Netflix com o Poderoso – Night Stalker
por Patricia
em 29/01/21

Nota:

*Gatilho: violência sexual

Em 1985, em um verão quente na Califórnia, algo obscuro acontecia. Na calada da noite, um homem entrava em casas e atacava moradores de diversos bairros da cidade. Em um período de 6 meses, 12 pessoas foram assassinadas, outras tantas foram atacadas (sobrevivendo por vezes) e diversas crianças foram sequestradas. Todos os crimes continham um tom excessivo de crueldade de um assassino que gostava de torturar e abusar sexualmente de suas vítimas – não importava a idade: ele estuprou uma menina de 6 anos e uma idosa de 83. Sem um padrão claro nos ataques, todo mundo parecia ser uma potencial vítima. A cidade entrou em pânico e a polícia não conseguia pistas de quem poderia estar por trás desses crimes.

Night Stalker é uma minissérie documental produzida pela Netflix de 4 episódios que traz os policiais responsáveis para contar sobre o processo de descobrir o caso, cada nova morte e se deparar com uma parede de informação em que nada permitia uma ínfima dedução. Os policiais, como é de se esperar, lembram do caso com detalhes impressionantes. A organização da série, colocando os assassinatos em ordem cronológica, é acertada no mesmo tom em que é doída de acompanhar e cria um clima de tensão do começo ao fim. É quase como se estivéssemos descobrindo assassinatos brutais no noticiário e, ao mesmo tempo, vendo que a polícia não tem nada para resolver o caso. Dá para imaginar com muita clareza o desespero que baixava na Califórnia dia após dia dos ataques.

O maior trunfo do diretor, porém, são as entrevistas com familiares das vítimas incluindo uma com uma das vítimas que, quando foi abduzida, tinha 6 anos.

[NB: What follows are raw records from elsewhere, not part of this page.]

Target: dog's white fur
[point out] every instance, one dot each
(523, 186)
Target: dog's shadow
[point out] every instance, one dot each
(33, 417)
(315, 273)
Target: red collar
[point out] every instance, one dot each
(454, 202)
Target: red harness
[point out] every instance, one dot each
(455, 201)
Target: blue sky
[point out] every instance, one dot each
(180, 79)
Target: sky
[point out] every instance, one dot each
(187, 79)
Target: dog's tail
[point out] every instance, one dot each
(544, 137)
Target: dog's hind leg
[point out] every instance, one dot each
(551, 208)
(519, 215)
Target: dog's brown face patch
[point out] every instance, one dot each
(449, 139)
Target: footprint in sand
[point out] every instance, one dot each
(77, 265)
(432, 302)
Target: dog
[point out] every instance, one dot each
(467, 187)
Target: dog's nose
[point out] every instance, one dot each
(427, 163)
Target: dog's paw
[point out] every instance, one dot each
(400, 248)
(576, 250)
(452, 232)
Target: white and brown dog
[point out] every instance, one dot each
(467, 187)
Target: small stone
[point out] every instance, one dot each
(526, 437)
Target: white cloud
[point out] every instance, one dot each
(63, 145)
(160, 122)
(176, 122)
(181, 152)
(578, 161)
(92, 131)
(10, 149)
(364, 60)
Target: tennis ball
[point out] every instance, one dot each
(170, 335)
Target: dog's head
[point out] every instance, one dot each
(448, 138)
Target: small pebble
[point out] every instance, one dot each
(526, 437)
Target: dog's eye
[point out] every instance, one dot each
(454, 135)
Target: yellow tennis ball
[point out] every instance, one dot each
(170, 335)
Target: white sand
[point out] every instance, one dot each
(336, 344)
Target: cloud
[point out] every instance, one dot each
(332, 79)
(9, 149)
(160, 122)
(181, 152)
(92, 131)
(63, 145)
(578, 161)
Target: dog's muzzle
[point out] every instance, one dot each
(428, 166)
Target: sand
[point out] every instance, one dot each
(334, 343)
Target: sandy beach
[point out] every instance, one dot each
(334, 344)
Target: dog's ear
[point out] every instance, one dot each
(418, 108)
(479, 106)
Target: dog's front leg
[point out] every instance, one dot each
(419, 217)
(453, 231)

Ela foi estuprada e depois abandonada em um posto de gasolina. Também foi uma das primeiras pessoas a identificar o homem conhecido como Night Stalker – mais tarde identificado como Richard Ramirez. Essas entrevistas são mostradas junto com fotos reais das cenas de crimes porque não importa o quanto tentemos imaginar o mal, não parece chegar nem perto do que Ramirez deixava para trás.

O que talvez seja desnecessário são as encenações de alguns dos crimes que são de gosto duvidoso em uma série com um tema já tão pesado. A tentativa de criar simbolismos com animais também é uma escolha pobre para alguém que, podemos presumir, tinha nas mãos um orçamento considerável.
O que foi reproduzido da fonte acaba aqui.